Anyone got any other green gift ideas? Remember that I’m not using my oven or fridge anymore, though, so homemade cookies are unfortunately not an option.
April 7, 2007
Bag it Back is the latest recycling campaign for all of us winos (sorry, oenophiles) in Toronto. Essentially, the LCeeb is like that annoying roommate you had who never did the dishes, and would sooner pay you to do them than turn off The Price is Right and get his lazy ass of the couch. Because most wine bottles haven’t been getting properly recycled through the blue box program (and we’re getting told this … now?) they’re asking us to grab a plastic bag and bring the bottles back — no, not back to them, back to those guys over there with the hemp badges sewn onto their backpacks, aka The Beer Store, who’ll give us a return.
So today, I collected the bottles that had been sitting next to my blue box, put them in a tote bag and walked down the street, past the LCBO, to return them. I’ll keep tote-bagging it back, but don’t think there won’t be a scowl on my face and a chip on my shoulder in the process.
March 16, 2007
Why is it that so many tote bags are a tote-al disaster when it comes to aesthetics? They always look like this or this, or in some severe design vacuums, like this. I’m all for the ironically ugly once in a while, but not every single time I need to dash out for another carton of milk (unsweetened soy, natch), so it makes it difficult for me to commit to my latest green move — you guessed it — using tote bags.

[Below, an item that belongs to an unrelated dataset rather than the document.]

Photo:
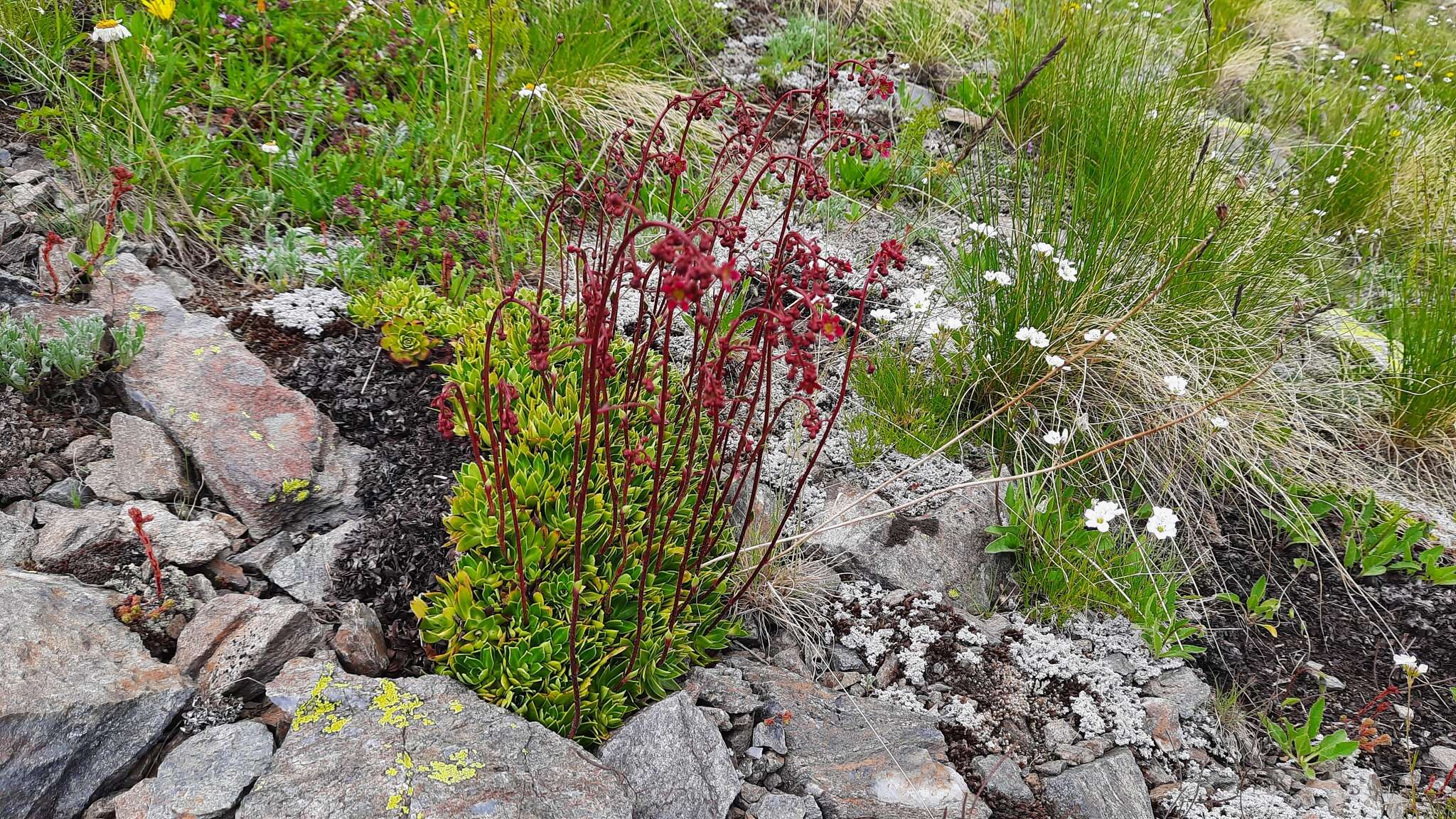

Thankfully, some fellow Canadians have come to the rescue. BYOB (Bring Your Own Bag) was founded by Jenny Hughes and Elizabeth Clark after they noticed “a serious lack of choices on the market” when it came to plastic-bag alternatives.
Their totes are handmade and printed in Vancouver, and come in 100% natural or organic cotton. They’ll even take custom orders (Aritzia, for instance, commissioned a line of bags printed with the phrase ‘Live like you give a damn’ — whew, tough love!).
Currently they only sell in Vancouver and through their website, but hopefully they’ll expand. As for me, I’m pledging to bring my own bag whenever I go to the grocery store or need to bring stuff from home to another destination. I can’t account for any impulse purchases, but basically, whenever possible, I’m gonna rock the tote.